Lalu ku masuk ke tempat ini. Sebuah asrama yang dipilihkan oleh ayahku tanpa sedikitpun ku mengetahui tentang latar belakangnya. Seperti, apakah asrama ini mempunyai seorang psikopat di antara gurunya, atau mungkin banyak dibumbui cerita mistis. Atau kemungkinan lain, itu hanya anganku saja karena terlalu banyak menonton dan membaca hal-hal berbau mistis? Entahlah, namun satu hal yang pasti. Aku muak dengan lelaki ini.

Maksudku, ayolah. Kalian akan mengerti saat melihat suasana asrama yang ku maksud. Bagian luarnya memang cukup bagus, aku akui itu. Namun tidak dengan penghuninya. Dan ku bisa meyakinkan kalian bahwa pendapatku benar saat cerita ini dimulai. Beberapa hari terasa menyenangkan dan cukup normal. Teman, makanan, tenaga pengajar yang baik. Tapi setelahnya, hal itu tidak terjadi lagi.

Semua bermula saat pembagian kelas berdasarkan talenta dari setiap murid baru yang masuk ke dalam asrama ini. Dan entah karena suatu kebetulan atau memang sudah ditakdirkan, namaku dipanggil dalam jajaran orang dengan talenta luar biasa. Dan ku tersadar bahwa ini adalah awal dari semua bencana di hidupku.

Lalu semua menjadi semakin menarik saat ku bertemu dengannya. Sejak saat itu, hidupku mengalami sesuatu yang sulit dijelaskan. Lebih sulit daripada pertanyaan mengapa aku bisa dimasukkan ke dalam jajaran orang bertalenta luar biasa. Dia yang sering kali salah mengucapkan namaku, dari Kina menjadi Hina benar-benar membuatku kesal. Namaku Kina Harasawa, dan aku merasa bahwa diriku normal. Perlu kalian garis bawahi, normal dalam pemahamanku mungkin cukup berbeda dari kebanyakan orang di luar sana.

"Hei Hina!" Sahutnya dalam balutan hoodie kebesaran berwarna ungu miliknya. "Cepat rapihkan bajumu lalu kita berangkat."

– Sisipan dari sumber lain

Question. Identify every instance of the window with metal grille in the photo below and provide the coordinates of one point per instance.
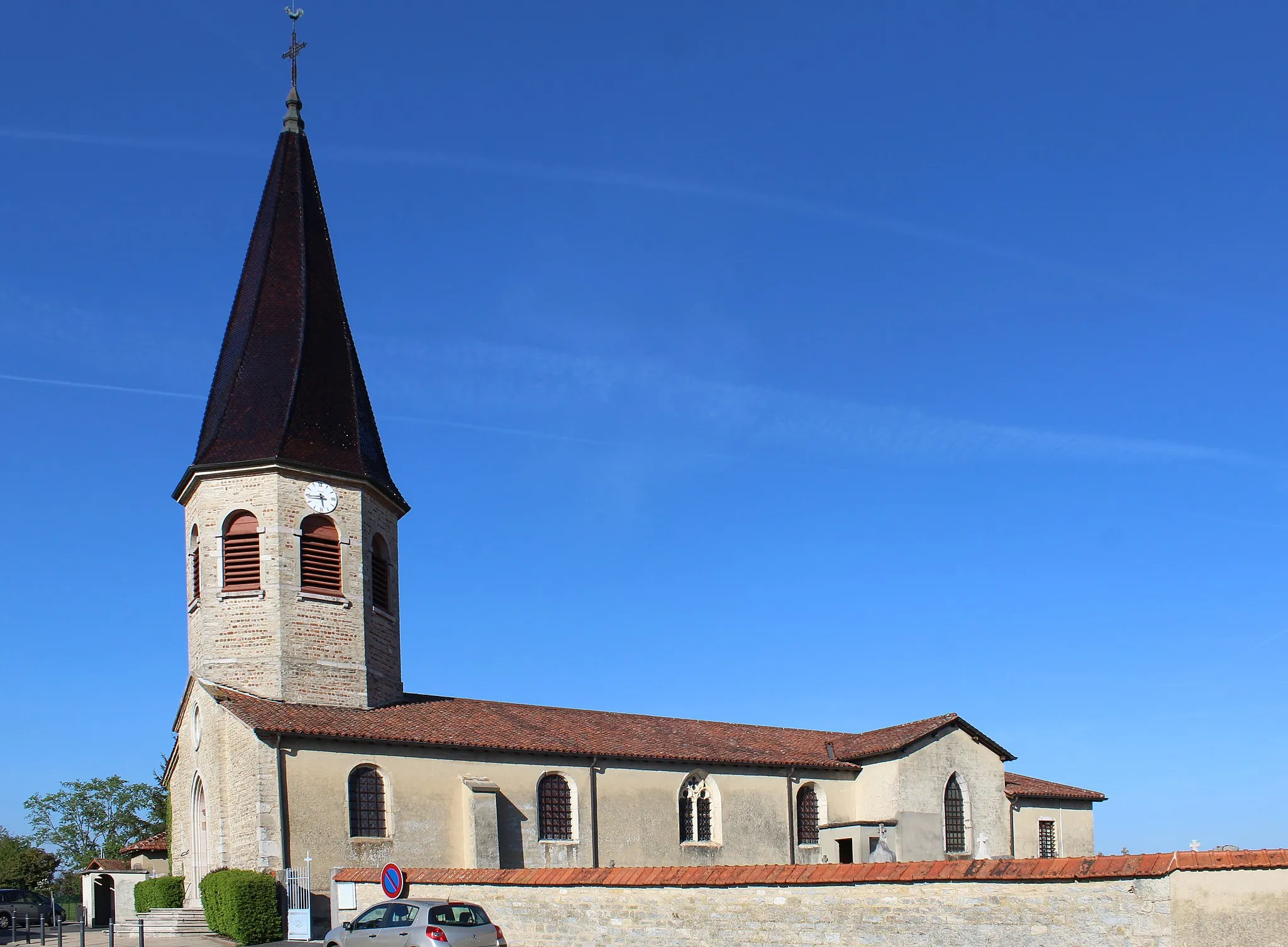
(380, 574)
(242, 552)
(554, 808)
(807, 816)
(195, 563)
(1046, 839)
(696, 810)
(319, 556)
(955, 817)
(366, 803)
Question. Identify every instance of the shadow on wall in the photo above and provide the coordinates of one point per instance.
(509, 830)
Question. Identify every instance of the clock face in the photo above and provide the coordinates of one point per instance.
(321, 496)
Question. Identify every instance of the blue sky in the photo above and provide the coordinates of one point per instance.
(826, 366)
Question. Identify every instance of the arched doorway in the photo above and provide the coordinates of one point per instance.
(200, 857)
(104, 901)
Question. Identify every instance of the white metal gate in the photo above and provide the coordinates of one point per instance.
(299, 917)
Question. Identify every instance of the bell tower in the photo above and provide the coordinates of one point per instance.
(290, 513)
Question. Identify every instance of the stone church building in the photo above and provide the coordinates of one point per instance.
(296, 734)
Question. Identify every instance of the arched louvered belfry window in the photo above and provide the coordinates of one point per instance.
(380, 570)
(554, 808)
(955, 817)
(195, 563)
(242, 552)
(319, 556)
(807, 816)
(366, 803)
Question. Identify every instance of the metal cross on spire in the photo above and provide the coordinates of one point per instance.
(294, 52)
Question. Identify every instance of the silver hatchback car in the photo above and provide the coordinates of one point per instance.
(419, 924)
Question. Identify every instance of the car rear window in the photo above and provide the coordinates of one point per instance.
(458, 915)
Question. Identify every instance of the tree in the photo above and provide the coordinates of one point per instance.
(22, 865)
(96, 819)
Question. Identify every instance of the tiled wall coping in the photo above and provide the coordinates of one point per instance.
(1102, 868)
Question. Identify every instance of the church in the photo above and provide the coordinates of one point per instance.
(296, 735)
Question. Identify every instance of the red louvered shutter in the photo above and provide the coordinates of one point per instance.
(242, 553)
(319, 556)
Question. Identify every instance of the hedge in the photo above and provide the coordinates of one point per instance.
(157, 892)
(242, 905)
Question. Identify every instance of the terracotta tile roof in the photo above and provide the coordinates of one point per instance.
(287, 386)
(108, 865)
(153, 843)
(1104, 868)
(494, 724)
(1019, 785)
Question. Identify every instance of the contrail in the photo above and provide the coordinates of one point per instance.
(101, 388)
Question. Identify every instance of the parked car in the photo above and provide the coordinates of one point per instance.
(419, 924)
(18, 902)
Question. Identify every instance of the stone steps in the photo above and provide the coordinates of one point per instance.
(175, 922)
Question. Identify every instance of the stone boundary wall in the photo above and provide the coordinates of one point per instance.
(1228, 900)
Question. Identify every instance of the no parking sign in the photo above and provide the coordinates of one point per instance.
(392, 880)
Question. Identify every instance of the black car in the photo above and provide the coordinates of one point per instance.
(19, 904)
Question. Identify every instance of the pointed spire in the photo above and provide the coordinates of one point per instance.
(287, 387)
(291, 121)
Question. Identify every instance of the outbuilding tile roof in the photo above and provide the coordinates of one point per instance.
(460, 722)
(1019, 785)
(1101, 868)
(153, 843)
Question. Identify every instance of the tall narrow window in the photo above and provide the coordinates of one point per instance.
(242, 552)
(696, 817)
(1046, 839)
(807, 816)
(380, 574)
(195, 563)
(554, 808)
(319, 556)
(366, 803)
(955, 817)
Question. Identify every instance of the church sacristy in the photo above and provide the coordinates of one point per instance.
(296, 734)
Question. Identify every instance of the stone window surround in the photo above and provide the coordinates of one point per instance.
(389, 807)
(572, 802)
(716, 810)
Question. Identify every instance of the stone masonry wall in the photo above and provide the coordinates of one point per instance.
(1170, 900)
(1096, 914)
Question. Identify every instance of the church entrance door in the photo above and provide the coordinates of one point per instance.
(200, 857)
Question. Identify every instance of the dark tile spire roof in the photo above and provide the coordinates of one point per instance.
(289, 387)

"Namaku Kina! K-I-N-A. Jangan salah mengeja namaku dasar kau penganggu!" Aku mendengus kesal. Sudah kesekian kalinya dia memanggilku dengan panggilan Hina. Aku bukan orang hina dengan nama Hina, tetapi Kina Harasawa! Dan aku tegaskan sekali lagi, aku tidak hina! Setidaknya itulah kata yang sudah sejauh lama ku katakan padanya. Tapi ya... Kalian lihat sendiri hasilnya.

"Aku menyelamatkan hidupmu Hina, jangan lupakan itu." Aku terdiam mendengarnya. Memang benar mahluk satu ini sudah menyelamatkanku, tetapi lihatlah dia sekarang. Menaik turunkan alisnya dengan memutar pensil menggunakan tangan kirinya seolah dia telah melakukan sesuatu yang luar biasa. Ditambah lagi gayanya yang duduk manis sambil menyilangkan kaki panjangnya di atas kasurku. Kalau saja ku bisa memotong kakinya itu, aku akan menyelamatkan banyak sekali pohon.

"Ku harap ada seseorang yang bisa memutar waktu agar aku tidak harus bertemu denganmu yang selalu memanggil namaku dengan panggilan yang salah." Dia tertawa dengan—terlihat sangat menikmati kekesalanku. Bahkan terlihat kilauan pada sudut matanya. Apa dia menganggap kemarahanku sebagai sesuatu yang lucu untuk dipandang? Mahluk satu ini memang tidak diajarkan tata krama. Atau begitulah dugaanku.

"Kau lucu saat marah," ucapnya.

"Dan kau menyebalkan saat tertawa," sahutku. Lantas mengambil beberapa buku termasuk alat tulis, lalu melengang pergi dengan menyunggingkan tatapan sinis disertai senyuman kesal kepadanya sebelum pintu tertutup rapat.